Dans les rues de Matadi, le klaxon des véhicules est devenu l’hymne d’une ville asphyxiée. « Je passe deux heures chaque matin à contourner des camions garés n’importe comment. Mon salaire part en essence », témoigne Jean Kabasele, chauffeur de taxi-moto, les yeux rivés sur l’avenue La Pigalle transformée en labyrinthe de ferraille. Comme lui, des milliers de citoyens subissent au quotidien l’étau des embouteillages monstres qui étranglent la capitale du Kongo-Central.
Le cœur du problème bat au rythme des occupations anarchistes des voies publiques. Entre l’Hôpital et la RTNC, des étals de marchandises côtoient des carcasses de véhicules abandonnés. Sur l’avenue Sanatorium, le supermarché Régal disparaît derrière un mur de camions en stationnement sauvage. Ces pratiques, tolérées pendant des années, ont fini par paralyser la circulation dans une ville où le réseau routier ressemble à des artères obstruées.
Face à cette hémorragie urbaine, le maire Dominique Nkodia Mbete sort le bistouri. Son ultimatum de cinq jours résonne comme un coup de semonce : « Assez de ces marchés et parkings pirates qui transforment nos avenues en dépotoirs à ciel ouvert ! ». La menace d’une évacuation forcée par le Génie militaire et le Bureau urbain de l’Urbanisme marque un tournant dans la gestion du dossier. Mais derrière cette fermeté affichée se cachent des questions non résolues : où reloger les commerçants ? Comment concilier survie économique et intérêt général ?
Les réactions des concernés trahissent un malaise social profond. « On sait qu’on gêne, mais l’État n’a jamais créé de marchés décents », lance Mama Nzinga, vendeuse de poisson depuis quinze ans sur l’avenue La Tortue.
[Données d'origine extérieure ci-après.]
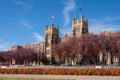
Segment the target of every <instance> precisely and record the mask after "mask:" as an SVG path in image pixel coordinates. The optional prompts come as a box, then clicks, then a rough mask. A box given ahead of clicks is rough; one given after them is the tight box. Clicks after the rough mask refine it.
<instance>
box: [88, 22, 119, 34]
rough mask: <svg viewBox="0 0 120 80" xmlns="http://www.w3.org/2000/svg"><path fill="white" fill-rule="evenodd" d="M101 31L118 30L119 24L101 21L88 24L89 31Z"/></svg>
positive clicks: (98, 31) (112, 30) (92, 31)
mask: <svg viewBox="0 0 120 80" xmlns="http://www.w3.org/2000/svg"><path fill="white" fill-rule="evenodd" d="M103 31H110V32H115V31H120V25H116V24H103V23H94V24H91V25H90V26H89V32H91V33H95V34H99V33H101V32H103Z"/></svg>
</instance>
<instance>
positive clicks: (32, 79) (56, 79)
mask: <svg viewBox="0 0 120 80" xmlns="http://www.w3.org/2000/svg"><path fill="white" fill-rule="evenodd" d="M0 80H69V79H40V78H39V79H35V78H0Z"/></svg>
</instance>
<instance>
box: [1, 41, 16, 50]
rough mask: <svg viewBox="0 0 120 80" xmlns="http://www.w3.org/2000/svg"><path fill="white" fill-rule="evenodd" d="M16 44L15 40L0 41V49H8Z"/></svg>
mask: <svg viewBox="0 0 120 80" xmlns="http://www.w3.org/2000/svg"><path fill="white" fill-rule="evenodd" d="M14 45H16V42H7V41H2V43H0V51H7V50H10V49H11V47H12V46H14Z"/></svg>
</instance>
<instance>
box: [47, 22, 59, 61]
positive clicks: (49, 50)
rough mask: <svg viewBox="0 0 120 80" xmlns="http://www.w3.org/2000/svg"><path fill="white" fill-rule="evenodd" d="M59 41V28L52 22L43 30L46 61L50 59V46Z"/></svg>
mask: <svg viewBox="0 0 120 80" xmlns="http://www.w3.org/2000/svg"><path fill="white" fill-rule="evenodd" d="M58 42H59V29H58V27H55V26H54V24H52V26H51V27H48V26H46V30H45V54H46V58H47V60H48V61H51V54H52V46H53V44H57V43H58Z"/></svg>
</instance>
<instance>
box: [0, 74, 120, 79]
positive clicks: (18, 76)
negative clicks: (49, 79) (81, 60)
mask: <svg viewBox="0 0 120 80" xmlns="http://www.w3.org/2000/svg"><path fill="white" fill-rule="evenodd" d="M0 77H6V78H47V79H67V80H68V79H70V80H120V77H119V76H72V75H24V74H0Z"/></svg>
Son cri du cœur résume un dilemme vieux comme l’urbanisation congolaise : la rue comme espace de subsistance face à la rue comme bien commun.
Cette crise révèle une faille dans la planification urbaine. Les experts pointent du doigt l’absence chronique de politiques d’aménagement adaptées à la croissance démographique. « Matadi vit un paradoxe : ville-port stratégique mais incapable de fluidifier ses échanges internes », analyse le professeur Luc Tshibangu, urbaniste à l’Université de Kinshasa. Ses propos soulignent l’urgence d’une vision globale qui dépasse le simple coup de balai préconisé par les autorités.
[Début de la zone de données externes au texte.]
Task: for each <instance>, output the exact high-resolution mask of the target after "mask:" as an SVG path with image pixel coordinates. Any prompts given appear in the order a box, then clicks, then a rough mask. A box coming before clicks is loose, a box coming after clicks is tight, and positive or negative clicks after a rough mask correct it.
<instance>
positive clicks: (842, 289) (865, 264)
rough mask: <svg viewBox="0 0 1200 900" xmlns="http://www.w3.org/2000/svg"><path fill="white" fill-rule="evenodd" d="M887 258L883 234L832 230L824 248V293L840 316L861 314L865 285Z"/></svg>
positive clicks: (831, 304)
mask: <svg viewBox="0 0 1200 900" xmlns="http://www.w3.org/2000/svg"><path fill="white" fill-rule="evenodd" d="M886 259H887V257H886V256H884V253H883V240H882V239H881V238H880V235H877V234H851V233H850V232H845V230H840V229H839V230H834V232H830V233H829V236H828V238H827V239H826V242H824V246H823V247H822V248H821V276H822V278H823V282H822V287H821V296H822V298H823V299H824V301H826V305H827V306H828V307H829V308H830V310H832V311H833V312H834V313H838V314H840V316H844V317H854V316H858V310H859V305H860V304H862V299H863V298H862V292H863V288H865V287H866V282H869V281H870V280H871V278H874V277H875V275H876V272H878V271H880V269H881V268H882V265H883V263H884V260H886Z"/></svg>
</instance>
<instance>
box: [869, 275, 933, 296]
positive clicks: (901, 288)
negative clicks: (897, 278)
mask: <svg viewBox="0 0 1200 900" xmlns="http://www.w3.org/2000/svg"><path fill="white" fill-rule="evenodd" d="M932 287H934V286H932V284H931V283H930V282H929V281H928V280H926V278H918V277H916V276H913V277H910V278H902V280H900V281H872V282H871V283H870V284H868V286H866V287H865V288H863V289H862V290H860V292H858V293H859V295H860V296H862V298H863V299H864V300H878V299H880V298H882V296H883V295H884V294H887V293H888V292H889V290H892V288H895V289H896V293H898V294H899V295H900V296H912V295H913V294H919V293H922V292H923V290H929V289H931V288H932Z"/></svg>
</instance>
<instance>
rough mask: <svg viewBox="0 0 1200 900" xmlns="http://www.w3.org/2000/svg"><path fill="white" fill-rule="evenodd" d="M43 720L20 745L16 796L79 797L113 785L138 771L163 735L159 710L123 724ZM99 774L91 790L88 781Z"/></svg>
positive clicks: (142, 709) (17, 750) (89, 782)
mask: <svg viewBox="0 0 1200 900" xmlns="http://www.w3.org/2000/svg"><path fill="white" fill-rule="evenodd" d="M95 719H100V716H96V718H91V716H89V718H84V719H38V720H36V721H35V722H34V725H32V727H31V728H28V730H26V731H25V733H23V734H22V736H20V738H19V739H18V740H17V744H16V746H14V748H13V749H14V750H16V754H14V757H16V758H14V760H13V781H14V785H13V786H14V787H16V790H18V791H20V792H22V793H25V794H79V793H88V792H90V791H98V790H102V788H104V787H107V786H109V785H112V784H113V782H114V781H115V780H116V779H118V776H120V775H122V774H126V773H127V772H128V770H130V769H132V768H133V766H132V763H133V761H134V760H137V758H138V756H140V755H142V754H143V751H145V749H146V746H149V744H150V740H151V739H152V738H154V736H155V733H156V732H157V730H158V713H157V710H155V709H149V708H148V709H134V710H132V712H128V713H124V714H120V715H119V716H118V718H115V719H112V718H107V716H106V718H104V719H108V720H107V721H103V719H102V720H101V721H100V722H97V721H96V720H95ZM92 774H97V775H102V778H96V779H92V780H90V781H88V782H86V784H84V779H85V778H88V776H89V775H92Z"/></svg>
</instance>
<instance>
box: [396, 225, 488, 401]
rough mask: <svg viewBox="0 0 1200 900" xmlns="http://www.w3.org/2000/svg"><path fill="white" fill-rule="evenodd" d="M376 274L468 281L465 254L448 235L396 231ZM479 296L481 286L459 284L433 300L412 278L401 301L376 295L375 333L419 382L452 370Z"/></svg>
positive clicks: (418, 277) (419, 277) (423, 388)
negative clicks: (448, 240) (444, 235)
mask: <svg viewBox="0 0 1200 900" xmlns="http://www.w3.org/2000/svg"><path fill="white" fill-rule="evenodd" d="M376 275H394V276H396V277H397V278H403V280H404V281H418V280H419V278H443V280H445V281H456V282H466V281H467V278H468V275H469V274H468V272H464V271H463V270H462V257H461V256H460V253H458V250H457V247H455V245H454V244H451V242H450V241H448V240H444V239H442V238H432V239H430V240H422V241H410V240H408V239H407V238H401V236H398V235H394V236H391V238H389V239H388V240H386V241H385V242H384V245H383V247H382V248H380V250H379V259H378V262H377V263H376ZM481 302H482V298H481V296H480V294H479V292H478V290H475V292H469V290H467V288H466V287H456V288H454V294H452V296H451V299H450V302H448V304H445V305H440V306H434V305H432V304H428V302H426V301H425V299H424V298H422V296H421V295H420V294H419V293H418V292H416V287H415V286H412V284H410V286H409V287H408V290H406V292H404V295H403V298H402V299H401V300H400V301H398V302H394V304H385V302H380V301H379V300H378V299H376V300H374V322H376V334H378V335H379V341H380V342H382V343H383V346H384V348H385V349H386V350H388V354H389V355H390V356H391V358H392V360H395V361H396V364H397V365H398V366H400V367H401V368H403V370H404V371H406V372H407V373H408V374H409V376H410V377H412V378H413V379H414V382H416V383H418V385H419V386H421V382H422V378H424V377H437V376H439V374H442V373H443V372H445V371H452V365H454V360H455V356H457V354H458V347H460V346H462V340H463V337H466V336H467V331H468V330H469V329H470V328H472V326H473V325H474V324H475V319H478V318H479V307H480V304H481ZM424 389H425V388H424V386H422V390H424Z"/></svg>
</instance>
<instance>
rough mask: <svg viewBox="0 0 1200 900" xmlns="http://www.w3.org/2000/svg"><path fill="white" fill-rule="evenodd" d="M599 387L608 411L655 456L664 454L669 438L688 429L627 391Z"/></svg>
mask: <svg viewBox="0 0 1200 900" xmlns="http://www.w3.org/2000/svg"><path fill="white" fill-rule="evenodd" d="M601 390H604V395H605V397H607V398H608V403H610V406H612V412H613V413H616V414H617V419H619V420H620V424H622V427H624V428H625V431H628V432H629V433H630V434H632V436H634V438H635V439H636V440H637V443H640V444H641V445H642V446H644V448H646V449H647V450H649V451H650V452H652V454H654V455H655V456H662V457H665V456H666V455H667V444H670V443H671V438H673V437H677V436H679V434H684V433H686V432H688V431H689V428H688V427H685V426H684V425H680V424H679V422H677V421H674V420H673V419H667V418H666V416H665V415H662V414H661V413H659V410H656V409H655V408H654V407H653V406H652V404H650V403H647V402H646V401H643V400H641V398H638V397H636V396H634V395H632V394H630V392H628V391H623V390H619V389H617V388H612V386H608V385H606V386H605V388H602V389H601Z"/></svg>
L’opération annoncée soulève aussi des inquiétudes sécuritaires. Le recours au Génie militaire pour une mission civile interroge sur la militarisation de la gestion urbaine. Certains habitants craignent des dérapages, comme en 2019 lors de l’évacuation controversée du marché de la Liberté. « Va-t-on soigner la ville en cassant les moyens de survie des plus pauvres ? », s’interroge un leader associatif sous couvert d’anonymat.
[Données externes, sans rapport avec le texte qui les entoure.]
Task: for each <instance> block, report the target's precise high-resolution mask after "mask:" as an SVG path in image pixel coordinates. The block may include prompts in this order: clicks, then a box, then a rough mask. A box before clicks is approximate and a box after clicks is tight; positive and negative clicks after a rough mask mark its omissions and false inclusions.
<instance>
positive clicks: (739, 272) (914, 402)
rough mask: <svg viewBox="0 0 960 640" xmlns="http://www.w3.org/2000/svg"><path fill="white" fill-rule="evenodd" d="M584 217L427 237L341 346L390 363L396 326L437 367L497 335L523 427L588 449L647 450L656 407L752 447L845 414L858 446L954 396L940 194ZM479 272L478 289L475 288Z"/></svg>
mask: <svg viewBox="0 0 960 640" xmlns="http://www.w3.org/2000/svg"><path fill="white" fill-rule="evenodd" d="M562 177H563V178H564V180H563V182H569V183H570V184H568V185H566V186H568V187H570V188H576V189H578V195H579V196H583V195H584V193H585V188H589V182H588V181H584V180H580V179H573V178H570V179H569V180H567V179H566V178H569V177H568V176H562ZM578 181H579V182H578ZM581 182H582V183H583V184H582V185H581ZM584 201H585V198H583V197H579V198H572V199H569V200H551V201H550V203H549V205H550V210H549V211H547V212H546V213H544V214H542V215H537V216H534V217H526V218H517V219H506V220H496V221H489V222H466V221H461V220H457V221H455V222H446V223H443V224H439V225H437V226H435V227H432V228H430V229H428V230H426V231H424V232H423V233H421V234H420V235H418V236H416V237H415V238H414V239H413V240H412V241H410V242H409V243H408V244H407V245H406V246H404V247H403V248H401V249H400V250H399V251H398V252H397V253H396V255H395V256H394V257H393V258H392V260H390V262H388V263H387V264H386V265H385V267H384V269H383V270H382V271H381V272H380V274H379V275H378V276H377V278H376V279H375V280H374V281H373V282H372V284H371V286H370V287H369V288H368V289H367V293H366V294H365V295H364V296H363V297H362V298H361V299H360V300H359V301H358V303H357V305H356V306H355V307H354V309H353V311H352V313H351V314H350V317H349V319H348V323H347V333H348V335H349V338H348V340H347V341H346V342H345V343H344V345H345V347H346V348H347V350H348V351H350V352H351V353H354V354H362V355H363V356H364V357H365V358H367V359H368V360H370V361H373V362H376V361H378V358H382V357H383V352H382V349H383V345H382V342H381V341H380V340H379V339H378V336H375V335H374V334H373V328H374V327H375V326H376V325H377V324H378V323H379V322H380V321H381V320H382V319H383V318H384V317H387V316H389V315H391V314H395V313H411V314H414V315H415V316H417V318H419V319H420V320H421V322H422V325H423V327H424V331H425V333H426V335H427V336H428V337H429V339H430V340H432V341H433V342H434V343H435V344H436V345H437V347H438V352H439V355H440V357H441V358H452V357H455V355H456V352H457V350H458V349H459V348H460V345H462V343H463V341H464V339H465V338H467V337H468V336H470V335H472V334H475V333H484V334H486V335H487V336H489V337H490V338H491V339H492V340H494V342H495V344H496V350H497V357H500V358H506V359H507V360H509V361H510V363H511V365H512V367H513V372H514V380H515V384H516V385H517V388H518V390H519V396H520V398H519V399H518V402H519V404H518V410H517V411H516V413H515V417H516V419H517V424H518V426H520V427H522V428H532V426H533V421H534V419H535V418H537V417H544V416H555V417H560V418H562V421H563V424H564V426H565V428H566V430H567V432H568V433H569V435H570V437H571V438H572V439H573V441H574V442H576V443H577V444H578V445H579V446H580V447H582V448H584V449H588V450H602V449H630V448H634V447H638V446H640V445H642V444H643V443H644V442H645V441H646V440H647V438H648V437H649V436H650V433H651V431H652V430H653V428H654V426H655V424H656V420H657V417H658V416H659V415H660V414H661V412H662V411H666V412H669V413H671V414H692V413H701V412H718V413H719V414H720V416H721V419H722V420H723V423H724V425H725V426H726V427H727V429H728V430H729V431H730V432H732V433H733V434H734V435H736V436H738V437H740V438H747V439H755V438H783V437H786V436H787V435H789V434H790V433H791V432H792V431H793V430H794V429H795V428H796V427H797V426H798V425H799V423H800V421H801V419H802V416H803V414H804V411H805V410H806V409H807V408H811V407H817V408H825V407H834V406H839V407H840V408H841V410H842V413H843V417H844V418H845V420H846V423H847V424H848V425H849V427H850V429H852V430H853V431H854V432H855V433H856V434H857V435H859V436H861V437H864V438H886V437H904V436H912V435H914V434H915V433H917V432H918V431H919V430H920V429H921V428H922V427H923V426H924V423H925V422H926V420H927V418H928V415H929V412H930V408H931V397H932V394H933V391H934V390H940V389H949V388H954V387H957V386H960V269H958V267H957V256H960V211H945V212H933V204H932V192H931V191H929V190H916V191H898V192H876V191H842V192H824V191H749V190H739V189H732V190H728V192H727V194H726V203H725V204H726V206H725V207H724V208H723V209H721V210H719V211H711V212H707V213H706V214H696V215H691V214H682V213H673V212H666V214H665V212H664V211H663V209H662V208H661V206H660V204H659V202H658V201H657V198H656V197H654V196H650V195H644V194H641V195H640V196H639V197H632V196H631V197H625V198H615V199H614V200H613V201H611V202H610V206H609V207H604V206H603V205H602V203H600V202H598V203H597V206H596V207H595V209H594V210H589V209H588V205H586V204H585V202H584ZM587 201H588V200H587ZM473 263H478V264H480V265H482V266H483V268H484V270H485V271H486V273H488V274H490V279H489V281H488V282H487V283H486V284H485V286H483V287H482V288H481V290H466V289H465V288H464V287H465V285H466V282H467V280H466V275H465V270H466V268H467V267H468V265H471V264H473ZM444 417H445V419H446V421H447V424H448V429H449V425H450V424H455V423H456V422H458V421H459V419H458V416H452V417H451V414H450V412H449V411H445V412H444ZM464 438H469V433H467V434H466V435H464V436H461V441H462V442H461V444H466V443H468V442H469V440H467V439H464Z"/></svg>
Derrière les embouteillages de Matadi se joue une partie cruciale pour l’avenir des villes congolaises. Comment concilier ordre public et justice sociale ? Les cinq jours accordés par la mairie semblent bien courts pour résoudre un mal structurel. L’enjeu dépasse la simple circulation : c’est toute la gouvernance urbaine de la RDC qui est mise à l’épreuve. La réussite de cette opération dépendra de sa capacité à proposer des alternatives viables plutôt que de simplement déplacer le problème.